Ducos could hardly recognize the child in those agonized tones.
The inquisitor, with an oath, half wheeled.
“Pignatelli, father of this accursed—if by her duty thou canst prevail?”
A figure—agitated, cadaverous, as sublimely dehumanized as Brutus—stepped from Cangrejo’s side and tossed one gnarled arm aloft.
“No child of mine, alguazil!” it proclaimed in a shrill, strung cry. “Let her reap as she hath sown, alguazil!”
Cangrejo leapt, and flung himself upon his knees by the girl.
“Tell Don Manoel, chiquita. God! little boy, that being a girl (ah, naughty!) is half absolved. Tell him, tell him—ah, there—now, now, now! He, thy lover, was in the cabin. I left him prostrate, scarce able to move. When the council comes to seek him, he is gone. Away, sayst thou? Ah, child, but I must know better! It could not be far. Say where—give him up—let him show himself only, chiquita, and the good alguazil will spare thee. Such a traitor, ah, Dios! And yet I have loved, too.”

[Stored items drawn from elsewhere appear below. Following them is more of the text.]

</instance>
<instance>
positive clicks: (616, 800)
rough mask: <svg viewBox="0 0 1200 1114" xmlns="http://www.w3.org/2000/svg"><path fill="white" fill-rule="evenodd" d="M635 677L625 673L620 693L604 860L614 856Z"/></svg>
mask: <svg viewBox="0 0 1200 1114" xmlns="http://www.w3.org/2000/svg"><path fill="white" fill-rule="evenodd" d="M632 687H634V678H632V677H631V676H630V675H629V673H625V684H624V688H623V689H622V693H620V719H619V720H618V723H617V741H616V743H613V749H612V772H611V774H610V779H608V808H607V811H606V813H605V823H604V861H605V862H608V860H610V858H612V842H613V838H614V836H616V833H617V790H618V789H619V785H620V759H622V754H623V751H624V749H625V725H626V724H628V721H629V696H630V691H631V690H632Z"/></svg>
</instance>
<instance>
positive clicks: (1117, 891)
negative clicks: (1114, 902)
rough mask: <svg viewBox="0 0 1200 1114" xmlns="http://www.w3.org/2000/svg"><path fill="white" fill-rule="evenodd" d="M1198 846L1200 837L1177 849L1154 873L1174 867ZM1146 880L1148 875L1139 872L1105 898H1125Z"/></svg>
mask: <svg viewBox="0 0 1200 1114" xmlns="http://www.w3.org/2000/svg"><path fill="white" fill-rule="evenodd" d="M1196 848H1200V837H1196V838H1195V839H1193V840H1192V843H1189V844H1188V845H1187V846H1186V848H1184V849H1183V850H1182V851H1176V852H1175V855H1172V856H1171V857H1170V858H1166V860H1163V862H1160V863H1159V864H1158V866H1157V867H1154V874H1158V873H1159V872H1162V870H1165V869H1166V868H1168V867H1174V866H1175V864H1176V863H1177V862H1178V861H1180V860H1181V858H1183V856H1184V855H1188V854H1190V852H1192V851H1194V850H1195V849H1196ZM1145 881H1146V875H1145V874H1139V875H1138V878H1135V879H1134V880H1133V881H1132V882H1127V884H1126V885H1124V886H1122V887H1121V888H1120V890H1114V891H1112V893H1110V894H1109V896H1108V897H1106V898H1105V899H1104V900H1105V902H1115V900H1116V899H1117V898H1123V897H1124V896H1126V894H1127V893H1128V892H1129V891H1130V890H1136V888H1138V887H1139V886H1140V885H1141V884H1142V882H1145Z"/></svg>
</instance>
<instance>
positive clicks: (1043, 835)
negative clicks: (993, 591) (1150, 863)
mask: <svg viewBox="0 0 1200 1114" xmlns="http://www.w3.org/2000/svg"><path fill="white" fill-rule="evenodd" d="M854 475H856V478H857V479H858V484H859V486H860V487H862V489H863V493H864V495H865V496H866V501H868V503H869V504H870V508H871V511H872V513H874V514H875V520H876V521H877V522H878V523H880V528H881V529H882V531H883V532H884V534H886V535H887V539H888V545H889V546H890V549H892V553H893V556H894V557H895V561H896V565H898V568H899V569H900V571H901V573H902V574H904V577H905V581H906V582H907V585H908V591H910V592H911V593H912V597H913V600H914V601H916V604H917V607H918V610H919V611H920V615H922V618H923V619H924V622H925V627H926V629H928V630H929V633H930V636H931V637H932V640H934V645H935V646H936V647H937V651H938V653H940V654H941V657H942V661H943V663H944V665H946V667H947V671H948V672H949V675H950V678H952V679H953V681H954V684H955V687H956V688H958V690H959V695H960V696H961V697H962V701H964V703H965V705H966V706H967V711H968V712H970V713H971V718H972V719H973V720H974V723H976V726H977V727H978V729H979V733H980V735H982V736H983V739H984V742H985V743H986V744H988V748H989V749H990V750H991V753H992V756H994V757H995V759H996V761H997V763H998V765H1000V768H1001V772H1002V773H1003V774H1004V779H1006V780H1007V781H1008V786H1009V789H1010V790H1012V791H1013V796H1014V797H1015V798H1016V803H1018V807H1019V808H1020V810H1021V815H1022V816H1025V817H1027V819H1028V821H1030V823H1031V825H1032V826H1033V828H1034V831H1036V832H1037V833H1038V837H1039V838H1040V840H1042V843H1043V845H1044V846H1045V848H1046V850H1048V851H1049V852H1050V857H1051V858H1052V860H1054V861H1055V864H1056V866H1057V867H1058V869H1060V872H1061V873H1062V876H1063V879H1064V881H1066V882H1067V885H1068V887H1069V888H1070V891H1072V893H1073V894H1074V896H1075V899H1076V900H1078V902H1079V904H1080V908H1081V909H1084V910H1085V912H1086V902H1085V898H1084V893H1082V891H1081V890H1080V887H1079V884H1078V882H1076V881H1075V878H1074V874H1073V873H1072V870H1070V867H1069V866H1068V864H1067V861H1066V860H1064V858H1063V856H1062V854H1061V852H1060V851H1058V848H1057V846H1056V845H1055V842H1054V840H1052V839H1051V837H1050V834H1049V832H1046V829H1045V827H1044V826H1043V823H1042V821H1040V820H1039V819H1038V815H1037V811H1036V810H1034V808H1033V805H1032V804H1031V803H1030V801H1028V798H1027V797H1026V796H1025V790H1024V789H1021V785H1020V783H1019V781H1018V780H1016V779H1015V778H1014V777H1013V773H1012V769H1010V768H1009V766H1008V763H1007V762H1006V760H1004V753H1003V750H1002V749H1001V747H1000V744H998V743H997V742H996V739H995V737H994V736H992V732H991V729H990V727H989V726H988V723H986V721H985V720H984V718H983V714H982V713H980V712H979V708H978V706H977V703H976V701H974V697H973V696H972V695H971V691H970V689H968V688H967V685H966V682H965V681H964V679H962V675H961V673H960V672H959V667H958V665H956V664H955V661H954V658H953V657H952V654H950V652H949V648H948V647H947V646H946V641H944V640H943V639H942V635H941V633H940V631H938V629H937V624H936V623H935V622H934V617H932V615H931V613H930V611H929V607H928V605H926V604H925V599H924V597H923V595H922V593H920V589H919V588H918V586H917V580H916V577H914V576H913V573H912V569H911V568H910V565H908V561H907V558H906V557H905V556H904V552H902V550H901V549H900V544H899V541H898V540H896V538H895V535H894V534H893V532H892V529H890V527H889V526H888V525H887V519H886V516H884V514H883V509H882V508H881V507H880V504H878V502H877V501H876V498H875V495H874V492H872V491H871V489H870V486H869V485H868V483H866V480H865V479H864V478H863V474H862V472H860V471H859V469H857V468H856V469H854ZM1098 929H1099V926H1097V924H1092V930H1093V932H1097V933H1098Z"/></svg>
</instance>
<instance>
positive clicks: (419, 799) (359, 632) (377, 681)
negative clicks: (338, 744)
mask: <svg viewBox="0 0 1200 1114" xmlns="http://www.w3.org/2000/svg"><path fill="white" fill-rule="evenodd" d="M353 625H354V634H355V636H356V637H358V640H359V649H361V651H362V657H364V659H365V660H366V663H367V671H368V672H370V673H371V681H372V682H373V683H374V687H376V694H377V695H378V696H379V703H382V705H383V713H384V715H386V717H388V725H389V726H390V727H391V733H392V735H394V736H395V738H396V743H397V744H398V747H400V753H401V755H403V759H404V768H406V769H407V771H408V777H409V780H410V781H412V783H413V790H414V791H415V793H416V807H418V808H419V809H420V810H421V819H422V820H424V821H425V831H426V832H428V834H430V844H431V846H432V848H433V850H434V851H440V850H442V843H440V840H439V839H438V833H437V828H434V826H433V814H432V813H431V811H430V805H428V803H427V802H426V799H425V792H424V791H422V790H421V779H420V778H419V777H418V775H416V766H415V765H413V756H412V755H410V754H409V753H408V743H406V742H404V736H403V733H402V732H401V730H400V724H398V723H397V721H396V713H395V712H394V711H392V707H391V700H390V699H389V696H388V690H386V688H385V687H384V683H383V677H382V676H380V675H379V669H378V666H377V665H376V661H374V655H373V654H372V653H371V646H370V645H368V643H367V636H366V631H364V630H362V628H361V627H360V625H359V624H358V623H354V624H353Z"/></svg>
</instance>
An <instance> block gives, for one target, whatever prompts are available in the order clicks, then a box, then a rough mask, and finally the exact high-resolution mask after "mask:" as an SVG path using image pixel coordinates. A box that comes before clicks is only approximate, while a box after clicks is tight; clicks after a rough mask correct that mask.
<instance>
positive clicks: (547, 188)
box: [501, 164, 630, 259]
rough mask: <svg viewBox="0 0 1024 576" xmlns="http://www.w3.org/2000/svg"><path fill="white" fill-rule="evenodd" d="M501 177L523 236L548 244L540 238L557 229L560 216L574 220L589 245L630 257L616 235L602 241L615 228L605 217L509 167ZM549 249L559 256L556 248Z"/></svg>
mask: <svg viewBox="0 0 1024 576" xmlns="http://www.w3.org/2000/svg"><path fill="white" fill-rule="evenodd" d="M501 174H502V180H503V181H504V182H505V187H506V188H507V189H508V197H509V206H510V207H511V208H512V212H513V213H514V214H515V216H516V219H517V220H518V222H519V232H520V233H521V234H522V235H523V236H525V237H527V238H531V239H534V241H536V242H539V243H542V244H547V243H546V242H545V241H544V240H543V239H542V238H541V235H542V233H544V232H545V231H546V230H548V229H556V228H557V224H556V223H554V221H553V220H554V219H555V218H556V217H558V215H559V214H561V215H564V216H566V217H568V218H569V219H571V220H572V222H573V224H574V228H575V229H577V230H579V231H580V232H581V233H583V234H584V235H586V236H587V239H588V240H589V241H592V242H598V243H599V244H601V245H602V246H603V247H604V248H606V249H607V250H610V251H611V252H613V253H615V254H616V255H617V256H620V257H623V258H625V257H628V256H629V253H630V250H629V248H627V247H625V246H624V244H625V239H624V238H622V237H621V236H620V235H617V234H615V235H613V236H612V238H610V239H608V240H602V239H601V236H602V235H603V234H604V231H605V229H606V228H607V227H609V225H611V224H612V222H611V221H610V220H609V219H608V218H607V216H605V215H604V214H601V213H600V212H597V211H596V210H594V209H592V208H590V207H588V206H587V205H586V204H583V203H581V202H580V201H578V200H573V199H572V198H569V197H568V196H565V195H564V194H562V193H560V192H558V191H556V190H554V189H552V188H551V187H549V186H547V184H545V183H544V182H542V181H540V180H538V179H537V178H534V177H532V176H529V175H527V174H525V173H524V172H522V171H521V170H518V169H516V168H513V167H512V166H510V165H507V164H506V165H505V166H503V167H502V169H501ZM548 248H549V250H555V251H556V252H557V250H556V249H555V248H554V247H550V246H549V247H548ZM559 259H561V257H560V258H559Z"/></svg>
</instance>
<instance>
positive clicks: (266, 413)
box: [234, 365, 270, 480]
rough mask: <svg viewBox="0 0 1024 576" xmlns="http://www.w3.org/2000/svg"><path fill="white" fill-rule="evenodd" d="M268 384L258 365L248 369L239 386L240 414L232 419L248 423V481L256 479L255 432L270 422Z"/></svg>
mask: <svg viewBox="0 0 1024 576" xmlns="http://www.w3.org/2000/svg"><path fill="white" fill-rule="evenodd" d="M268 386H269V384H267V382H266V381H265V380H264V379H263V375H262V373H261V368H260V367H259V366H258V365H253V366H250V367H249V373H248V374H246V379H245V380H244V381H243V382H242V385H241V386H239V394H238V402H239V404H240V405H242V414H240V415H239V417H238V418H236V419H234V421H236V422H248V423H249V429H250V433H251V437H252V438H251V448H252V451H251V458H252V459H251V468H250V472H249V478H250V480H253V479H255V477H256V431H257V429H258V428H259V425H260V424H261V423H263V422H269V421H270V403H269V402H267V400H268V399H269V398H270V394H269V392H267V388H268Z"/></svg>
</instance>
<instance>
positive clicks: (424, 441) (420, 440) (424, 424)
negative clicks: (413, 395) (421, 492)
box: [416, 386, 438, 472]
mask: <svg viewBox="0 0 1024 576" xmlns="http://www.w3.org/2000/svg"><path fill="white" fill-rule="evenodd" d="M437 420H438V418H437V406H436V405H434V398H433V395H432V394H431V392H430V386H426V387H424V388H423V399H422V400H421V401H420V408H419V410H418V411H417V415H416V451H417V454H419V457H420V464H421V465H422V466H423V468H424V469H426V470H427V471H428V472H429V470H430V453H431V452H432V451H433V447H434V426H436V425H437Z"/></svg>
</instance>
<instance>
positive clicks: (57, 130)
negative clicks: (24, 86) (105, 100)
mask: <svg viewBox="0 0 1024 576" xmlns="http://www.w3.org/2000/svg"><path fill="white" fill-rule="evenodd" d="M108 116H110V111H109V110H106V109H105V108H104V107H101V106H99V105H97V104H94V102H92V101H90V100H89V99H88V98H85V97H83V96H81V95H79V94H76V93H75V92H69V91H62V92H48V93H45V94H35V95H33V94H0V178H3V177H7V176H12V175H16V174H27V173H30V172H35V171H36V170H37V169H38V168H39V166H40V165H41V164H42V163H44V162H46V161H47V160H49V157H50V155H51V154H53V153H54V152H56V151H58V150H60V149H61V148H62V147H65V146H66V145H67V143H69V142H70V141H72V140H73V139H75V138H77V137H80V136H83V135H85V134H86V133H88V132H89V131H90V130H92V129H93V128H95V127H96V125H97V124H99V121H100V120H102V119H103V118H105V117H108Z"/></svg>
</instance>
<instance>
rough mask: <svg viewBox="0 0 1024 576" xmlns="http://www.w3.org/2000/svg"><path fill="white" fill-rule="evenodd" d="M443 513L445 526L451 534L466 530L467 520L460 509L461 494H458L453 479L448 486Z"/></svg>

He sobbed, and clawed her uncouthly. Ducos, in his eyrie, laughed to himself, and applauded softly, making little cymbals of his thumb-nails.
“But he will not move her,” he thought—and, on the thought, started; for from his high perch his eye had suddenly caught, he was sure of it, the sleeking of a French bayonet in the road below.
“Master!” cried Anita, in a heart-breaking voice; “he is gone—they cannot take him. O, don’t let them hurt me!”